Ken: He’s certainly not suited for the big finale, in which he outmaneuvers Ahmed and warps back to the minute he has Ram’s parents killed. Ram busts in like Rambo (Ram-bo if you will) and guns down the bad guys, and gets Brandt dead to rights as well, despite the fact that in this chronology Brandt is actually just a sad, conflicted henchman whose family died.
But this is a Christian film! So we must forgive the white guy. But not the Muslim guy, who Ram kills with the same dagger that killed Ahmed’s parents.
Jim: Neither you nor I are any kind of expert on Christian film, Ken. But I can’t imagine that many of them end with someone stabbing a man to death. That just doesn’t seem like it would be common.

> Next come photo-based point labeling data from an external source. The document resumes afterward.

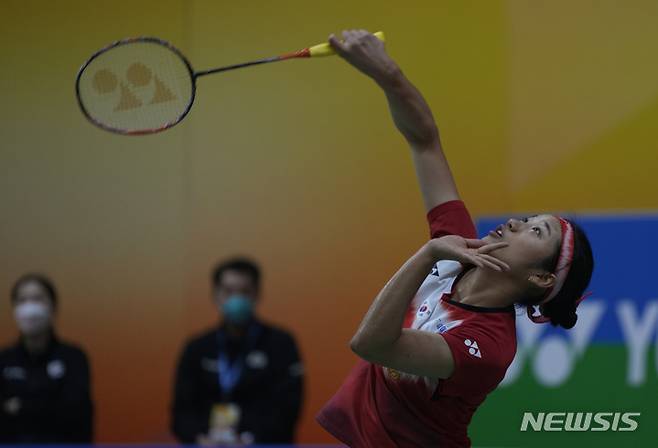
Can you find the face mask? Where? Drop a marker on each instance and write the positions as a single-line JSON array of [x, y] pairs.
[[32, 317], [237, 309]]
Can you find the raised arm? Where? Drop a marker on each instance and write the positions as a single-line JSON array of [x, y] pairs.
[[410, 112]]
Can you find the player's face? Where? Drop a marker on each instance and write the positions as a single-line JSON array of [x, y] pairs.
[[234, 283], [32, 291], [531, 242]]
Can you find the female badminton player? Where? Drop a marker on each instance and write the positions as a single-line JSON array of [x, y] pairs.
[[433, 346]]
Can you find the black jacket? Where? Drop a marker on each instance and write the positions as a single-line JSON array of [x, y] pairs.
[[53, 388], [268, 392]]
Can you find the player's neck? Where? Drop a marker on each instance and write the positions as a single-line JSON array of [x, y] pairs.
[[479, 287]]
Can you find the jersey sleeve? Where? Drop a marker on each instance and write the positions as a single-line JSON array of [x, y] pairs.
[[479, 362], [451, 218]]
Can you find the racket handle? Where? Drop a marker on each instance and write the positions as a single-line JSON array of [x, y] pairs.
[[326, 50]]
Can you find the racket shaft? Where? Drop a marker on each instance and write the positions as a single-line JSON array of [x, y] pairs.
[[236, 66]]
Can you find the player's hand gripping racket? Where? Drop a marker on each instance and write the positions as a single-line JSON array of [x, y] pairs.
[[145, 85]]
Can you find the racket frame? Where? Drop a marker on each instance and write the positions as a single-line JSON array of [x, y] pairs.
[[126, 41]]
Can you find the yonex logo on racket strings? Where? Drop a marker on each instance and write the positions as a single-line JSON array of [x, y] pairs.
[[473, 348], [138, 76]]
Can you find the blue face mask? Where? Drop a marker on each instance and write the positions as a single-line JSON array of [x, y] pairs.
[[238, 309]]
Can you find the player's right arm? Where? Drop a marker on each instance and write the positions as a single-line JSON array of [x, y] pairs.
[[411, 114]]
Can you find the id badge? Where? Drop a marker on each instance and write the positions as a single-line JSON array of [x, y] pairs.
[[224, 415]]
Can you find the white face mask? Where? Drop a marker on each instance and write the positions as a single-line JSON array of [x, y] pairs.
[[33, 317]]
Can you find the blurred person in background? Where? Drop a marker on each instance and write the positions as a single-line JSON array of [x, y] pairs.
[[44, 382], [241, 382]]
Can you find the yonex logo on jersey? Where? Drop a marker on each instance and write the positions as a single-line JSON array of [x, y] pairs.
[[473, 348]]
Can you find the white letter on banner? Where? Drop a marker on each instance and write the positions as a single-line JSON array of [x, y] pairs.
[[637, 332]]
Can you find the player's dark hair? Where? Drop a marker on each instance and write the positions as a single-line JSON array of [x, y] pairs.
[[240, 264], [561, 310], [42, 280]]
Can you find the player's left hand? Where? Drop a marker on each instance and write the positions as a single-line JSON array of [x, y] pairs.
[[365, 52]]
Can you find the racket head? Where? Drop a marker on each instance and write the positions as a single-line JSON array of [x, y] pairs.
[[136, 86]]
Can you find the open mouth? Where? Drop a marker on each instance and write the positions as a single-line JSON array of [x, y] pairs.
[[497, 232]]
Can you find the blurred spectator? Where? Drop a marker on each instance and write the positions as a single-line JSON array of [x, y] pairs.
[[44, 383], [242, 381]]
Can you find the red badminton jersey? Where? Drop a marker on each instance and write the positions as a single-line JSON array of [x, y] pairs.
[[379, 407]]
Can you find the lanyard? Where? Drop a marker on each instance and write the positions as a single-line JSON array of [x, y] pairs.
[[229, 373]]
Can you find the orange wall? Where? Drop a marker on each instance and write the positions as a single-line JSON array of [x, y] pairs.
[[542, 105]]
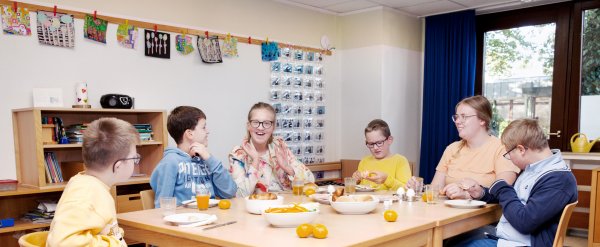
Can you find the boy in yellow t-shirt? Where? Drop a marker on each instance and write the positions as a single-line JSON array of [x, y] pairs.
[[86, 214], [381, 170]]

Ken: Certainly not based on the ones I’ve seen or heard tell of.
Jim: Somewhere along the way there, Ram also provides one of the most roundabout theological proofs I’ve heard as well. He says something like, “I’m mad at God about all this. How can I be mad at something if it doesn’t exist?” Ah, CHECKMATE! Try squirming out of that airtight logical trap, you heathens.
Ken: When we dragged Best Friend from Heaven through the briar patch, we complained about the fact it was saccharine and largely without incident. But you can at least say it was definitely playing to its audience. This film … I don’t know, man. Who is this aimed at?
Jim: I’m glad you brought that up, Ken, because I fully intended to, as well. The truth is, I have no idea. I can’t conceive how the same audience that actively seeks out something like Best Friend from Heaven would have any interest in the kind of dire, ugly, ultraviolent spirit found in Assassin 33 A.D..
Ken: It certainly seems like it missed the mark for guys like us, who take some joy in silly action fare. I heard about this while surfing Twitter and immediately thought it had to be a must-watch based on the premise. I’m sad to say it’s just a total oddity.
And for those who were wondering whether Jesus is saved, whether Ram learns to be faithful and forgive, and whether Brandt gets his happy ending, fear not. Ram zaps back in time and averts the traffic accident, so we can get two more minutes of Heidi Montag on screen, this time not dying.
It is technically accurate to say that this film is a 105 minute build to send a nerd with a traffic sign back in time in order to save Heidi Montag.
Jim: I thought Assassin 33 A.D. was going to basically be a pro-Christian exploitation action movie, but it’s both stranger and more mundane than that at the same time. It’s arguably more convoluted time-travel thriller than it is Christian film, at the end of the day. Or maybe 60-40 in favor of incomprehensible paradoxes? I can say one thing without reservation, though: It’s about 10 times as violent as any other faith-based film I’ve ever seen.
Ken: We never did follow up on The Mark 2, though.
Jim: Oh god, I’d forgotten all about that one. That probably would have been preferable to this, sadly.
Ken: Almost anything would have been. I think we can safely leave this one in the tomb, Jim. Hopefully you’ll have something better for our next feature.
Jim: I think we’re going to have to really open up the throttle after this, and subject you to something with more mind-altering properties.
Ken: God help us all. Until next, Jim.